HORSCH Live 2024 : l’agronomie face au changement climatique
Le cycle de conférences HORSCH Live a fait son retour en janvier 2024. Un programme riche où quatre experts se sont exprimés sur la problématique suivante : « Défis climatiques – les outils de production modernes peuvent-ils faire le poids ? ».
Prof. Dr. Hansgeorg Schönberger
Le cycle de conférences a été ouvert par le Prof. Dr. Hansgeorg Schönberger, dont l’exposé s’intitulait « Implantation des blés et défis climatiques – quelle place pour le semis de précision ? »
Si le changement climatique est une réalité, le rythme des évolutions et la récurrence des évènements métérologiques extrêmes entraînent de nouveaux défis pour l’implantation des cultures. Les hivers doux peuvent compromettre la vernalisation et rendre les cultures plus sensibles. Le développement végétatif se déroule dans des conditions printanières très douces, voire déjà chaudes, ce qui pénalise le potentiel de rendement. Pour s’adapter à ce type d’évènements climatiques, la plante doit être robuste et en bonne santé. Un bon développement racinaire est un prérequis indispensable : avoir assez d’espace pour l’exploration du sol par le système racinaire et des nutriments disponibles en quantité suffisante. La qualité du semis est donc fondamentale. Lors d’un semis trop profond, la plante aura tendance à former des racines moins fines et aura plus de difficulté à s’approvisionner en eau et en nutriments. Dans le cas d’un semis trop superficiel, la réussite des levées sera plus aléatoire, avec des risques de dégâts liés aux corvidés et aux herbicides. L’espacement maximal entre les graines doit être de 3 cm. Des graines trop rapprochées entrent en concurrence vis-à-vis de l’eau, ce qui génère des levées hétérogènes. Lorsque la plante a trop d’espace disponible, cela accélère le tallage et augmente la compétition entre les plants.

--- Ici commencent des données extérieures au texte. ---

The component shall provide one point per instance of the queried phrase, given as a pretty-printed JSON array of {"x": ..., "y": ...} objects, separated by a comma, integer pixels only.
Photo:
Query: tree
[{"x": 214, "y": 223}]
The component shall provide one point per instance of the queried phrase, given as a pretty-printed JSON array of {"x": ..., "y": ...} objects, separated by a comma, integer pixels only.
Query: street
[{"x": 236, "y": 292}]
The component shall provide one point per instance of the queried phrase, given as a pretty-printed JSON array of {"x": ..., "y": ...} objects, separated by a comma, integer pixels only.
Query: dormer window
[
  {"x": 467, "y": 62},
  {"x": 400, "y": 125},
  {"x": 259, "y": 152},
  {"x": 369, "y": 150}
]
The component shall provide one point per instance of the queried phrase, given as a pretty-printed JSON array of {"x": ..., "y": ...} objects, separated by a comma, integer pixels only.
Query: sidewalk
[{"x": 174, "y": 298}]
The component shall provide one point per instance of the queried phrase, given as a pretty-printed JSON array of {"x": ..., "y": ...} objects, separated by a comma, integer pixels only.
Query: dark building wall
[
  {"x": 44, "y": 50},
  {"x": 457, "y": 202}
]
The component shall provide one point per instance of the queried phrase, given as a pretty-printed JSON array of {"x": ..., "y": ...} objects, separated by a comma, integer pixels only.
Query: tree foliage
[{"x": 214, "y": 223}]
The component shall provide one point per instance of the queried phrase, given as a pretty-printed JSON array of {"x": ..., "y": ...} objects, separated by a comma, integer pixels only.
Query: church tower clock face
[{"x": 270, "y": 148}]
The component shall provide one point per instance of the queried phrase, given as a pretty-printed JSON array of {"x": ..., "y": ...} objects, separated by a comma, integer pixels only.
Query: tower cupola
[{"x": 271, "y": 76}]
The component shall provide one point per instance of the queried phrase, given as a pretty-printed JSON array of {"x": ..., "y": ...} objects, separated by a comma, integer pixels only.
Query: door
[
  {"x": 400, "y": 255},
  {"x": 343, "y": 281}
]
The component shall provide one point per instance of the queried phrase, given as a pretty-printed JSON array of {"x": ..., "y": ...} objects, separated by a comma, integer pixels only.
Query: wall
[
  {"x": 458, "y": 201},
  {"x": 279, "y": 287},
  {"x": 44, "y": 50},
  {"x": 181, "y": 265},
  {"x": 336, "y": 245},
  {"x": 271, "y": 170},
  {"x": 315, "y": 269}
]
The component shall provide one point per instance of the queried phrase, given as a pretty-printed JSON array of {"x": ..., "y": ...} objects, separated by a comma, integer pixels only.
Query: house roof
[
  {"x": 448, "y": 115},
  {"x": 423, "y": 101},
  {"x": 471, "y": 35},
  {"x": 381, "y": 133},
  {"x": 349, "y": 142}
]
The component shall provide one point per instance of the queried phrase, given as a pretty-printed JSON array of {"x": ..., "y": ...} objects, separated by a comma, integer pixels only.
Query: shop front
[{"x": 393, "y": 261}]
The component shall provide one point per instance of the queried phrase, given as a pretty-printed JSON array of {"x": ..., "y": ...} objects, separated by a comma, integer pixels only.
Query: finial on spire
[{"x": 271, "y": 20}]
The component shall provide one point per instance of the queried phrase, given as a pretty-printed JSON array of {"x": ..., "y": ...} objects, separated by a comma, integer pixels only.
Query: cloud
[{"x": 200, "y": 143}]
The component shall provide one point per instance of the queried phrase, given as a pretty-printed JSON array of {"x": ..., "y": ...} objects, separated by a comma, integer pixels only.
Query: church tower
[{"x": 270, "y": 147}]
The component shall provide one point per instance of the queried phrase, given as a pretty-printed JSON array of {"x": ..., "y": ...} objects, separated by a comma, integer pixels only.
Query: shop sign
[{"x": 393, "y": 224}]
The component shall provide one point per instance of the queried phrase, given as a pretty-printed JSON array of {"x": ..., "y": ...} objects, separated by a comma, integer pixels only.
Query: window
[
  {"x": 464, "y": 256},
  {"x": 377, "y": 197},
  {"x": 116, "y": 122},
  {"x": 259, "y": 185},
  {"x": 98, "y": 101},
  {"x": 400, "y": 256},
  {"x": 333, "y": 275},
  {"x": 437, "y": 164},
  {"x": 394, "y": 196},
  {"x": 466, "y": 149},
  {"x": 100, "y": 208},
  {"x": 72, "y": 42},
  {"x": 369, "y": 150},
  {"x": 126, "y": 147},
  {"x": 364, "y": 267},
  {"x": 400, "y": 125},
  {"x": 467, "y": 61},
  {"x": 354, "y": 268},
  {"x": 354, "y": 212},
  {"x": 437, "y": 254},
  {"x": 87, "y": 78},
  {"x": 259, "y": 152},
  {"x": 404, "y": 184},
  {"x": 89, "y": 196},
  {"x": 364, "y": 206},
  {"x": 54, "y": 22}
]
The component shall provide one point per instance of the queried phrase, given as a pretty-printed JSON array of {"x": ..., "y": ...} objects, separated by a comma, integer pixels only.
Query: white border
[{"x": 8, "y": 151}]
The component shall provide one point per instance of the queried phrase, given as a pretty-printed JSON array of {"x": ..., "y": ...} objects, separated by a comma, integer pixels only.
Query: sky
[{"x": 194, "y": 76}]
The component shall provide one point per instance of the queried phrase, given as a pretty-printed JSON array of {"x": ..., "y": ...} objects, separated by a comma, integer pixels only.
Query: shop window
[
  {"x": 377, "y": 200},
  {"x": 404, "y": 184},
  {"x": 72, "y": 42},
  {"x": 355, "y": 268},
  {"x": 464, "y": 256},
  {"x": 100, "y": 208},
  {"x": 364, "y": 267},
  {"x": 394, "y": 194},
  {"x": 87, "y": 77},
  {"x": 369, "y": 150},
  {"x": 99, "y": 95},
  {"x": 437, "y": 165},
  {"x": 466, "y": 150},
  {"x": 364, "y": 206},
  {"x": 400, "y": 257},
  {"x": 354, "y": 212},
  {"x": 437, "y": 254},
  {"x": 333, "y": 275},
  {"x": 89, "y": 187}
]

L’objectif est d’obtenir des peuplements homogènes pour mieux résister au stress hydrique et aux évènements climatiques extrêmes. Tous ces arguments plaident en faveur du semis de précision, une technique qui assure des levées parfaitement homogènes, un développement maîtrisé et sécurise les rendements.
Prof. Dr. Bernhard Bauer
L’agriculture de précision se développe depuis presque 25 ans mais cette approche est loin d’être plébiscitée par l’ensemble de la filière. Tout a commencé avec la technique de modulation « VariableRate », ensuite déclinée pour la protection des cultures et la modulation intraparcellaire au semis. Pour le Prof. Dr. Bernhard Bauer, le changement climatique pourrait jouer un rôle de catalyseur. En effet, dans la plupart des exploitations, le recours à l’agriculture de précision est motivé par le besoin de simplifier le travail et d’augmenter l’efficience des matières actives, tant en fertilisation qu’en protection des cultures. Les enjeux sont à la fois économiques et sociétaux.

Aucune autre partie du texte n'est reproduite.